Furlough Fail

With news that the Frankenstein budget and budget revisions of 2009-10 are still generating deficits, it’s worth looking at some of the effects of some of the cuts now that they’ve had time to sink it.

The Riverside Press-Enterprise reports that their projected furlough savings are approximately $4m short of their projections and that in some cases, the furloughs are actually driving up the costs of operation. And so, of course they are asking the workers to take a haircut.

Meanwhile, the Los Angeles Times reports that L.A. County Superior Court operations have been devastated by the cuts, and that civil trials may now take up to 4 years to go to trial. Lots of people laid off.

Under current court rules, most civil cases are supposed to be set for trial within one year of filing. This so-called “fast track” system created in the 1990s is now basically dead. The law requires that at trial begin within 5 years, though back in the pre-fast-track days, there were ways around this, such as empaneling a jury and then declaring a mistrial.

Leaving aside the lost jobs within the courts, this will lead to a serious lesson in “justice delayed is justice denied.” The big guys can often stomach a fight for that long, but your average civil plaintiff may not. Along with this are hard to quantify costs that will be thrown out into the world due to litigation expenses when it would be so much cheaper to fully fund the courts.

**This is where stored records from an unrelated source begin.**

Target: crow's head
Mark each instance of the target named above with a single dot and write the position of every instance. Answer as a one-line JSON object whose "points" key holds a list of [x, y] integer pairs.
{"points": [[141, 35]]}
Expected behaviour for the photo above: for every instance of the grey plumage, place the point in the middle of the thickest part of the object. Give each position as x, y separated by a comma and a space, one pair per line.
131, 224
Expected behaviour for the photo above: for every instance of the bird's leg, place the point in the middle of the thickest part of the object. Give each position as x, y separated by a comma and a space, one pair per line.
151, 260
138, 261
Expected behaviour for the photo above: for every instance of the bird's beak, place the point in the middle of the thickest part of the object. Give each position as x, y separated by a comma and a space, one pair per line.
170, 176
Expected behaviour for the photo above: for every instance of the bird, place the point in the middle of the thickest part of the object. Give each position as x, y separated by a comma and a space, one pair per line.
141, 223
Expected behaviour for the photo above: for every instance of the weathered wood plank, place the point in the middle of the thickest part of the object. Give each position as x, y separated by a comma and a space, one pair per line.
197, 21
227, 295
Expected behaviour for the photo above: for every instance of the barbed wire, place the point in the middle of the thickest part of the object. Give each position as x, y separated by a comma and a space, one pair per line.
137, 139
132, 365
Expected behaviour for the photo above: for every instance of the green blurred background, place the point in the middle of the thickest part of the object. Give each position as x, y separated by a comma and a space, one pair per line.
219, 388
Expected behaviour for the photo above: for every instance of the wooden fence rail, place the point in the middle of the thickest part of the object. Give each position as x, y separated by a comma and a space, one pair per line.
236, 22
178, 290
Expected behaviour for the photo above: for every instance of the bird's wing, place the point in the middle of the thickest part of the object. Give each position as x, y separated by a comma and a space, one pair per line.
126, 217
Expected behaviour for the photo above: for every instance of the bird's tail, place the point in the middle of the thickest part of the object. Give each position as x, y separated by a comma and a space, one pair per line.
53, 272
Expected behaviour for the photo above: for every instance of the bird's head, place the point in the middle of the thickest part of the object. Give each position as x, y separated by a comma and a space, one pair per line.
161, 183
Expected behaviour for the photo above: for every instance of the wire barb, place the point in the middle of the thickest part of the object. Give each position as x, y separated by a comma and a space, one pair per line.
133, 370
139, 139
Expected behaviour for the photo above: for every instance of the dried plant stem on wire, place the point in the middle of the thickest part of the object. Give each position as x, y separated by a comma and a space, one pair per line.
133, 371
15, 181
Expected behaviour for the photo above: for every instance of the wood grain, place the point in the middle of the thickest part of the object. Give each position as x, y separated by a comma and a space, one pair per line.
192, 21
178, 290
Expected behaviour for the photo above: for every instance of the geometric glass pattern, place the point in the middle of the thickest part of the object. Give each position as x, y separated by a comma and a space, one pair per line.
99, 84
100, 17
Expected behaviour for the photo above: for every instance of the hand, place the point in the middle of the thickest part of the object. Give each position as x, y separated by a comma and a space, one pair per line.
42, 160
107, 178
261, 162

Also, I have read that the courts have put on hold until the 2020s their effort to implement the kind of online filing and calendaring system that you might have expected in the 1990s. The federal courts have a somewhat decent system, but nothing like what could be set up in one night with a good LAMP server today.

I submit these two instances as further evidence of the penny wise pound foolish approach the dysfunctional California government has taken towards the budget.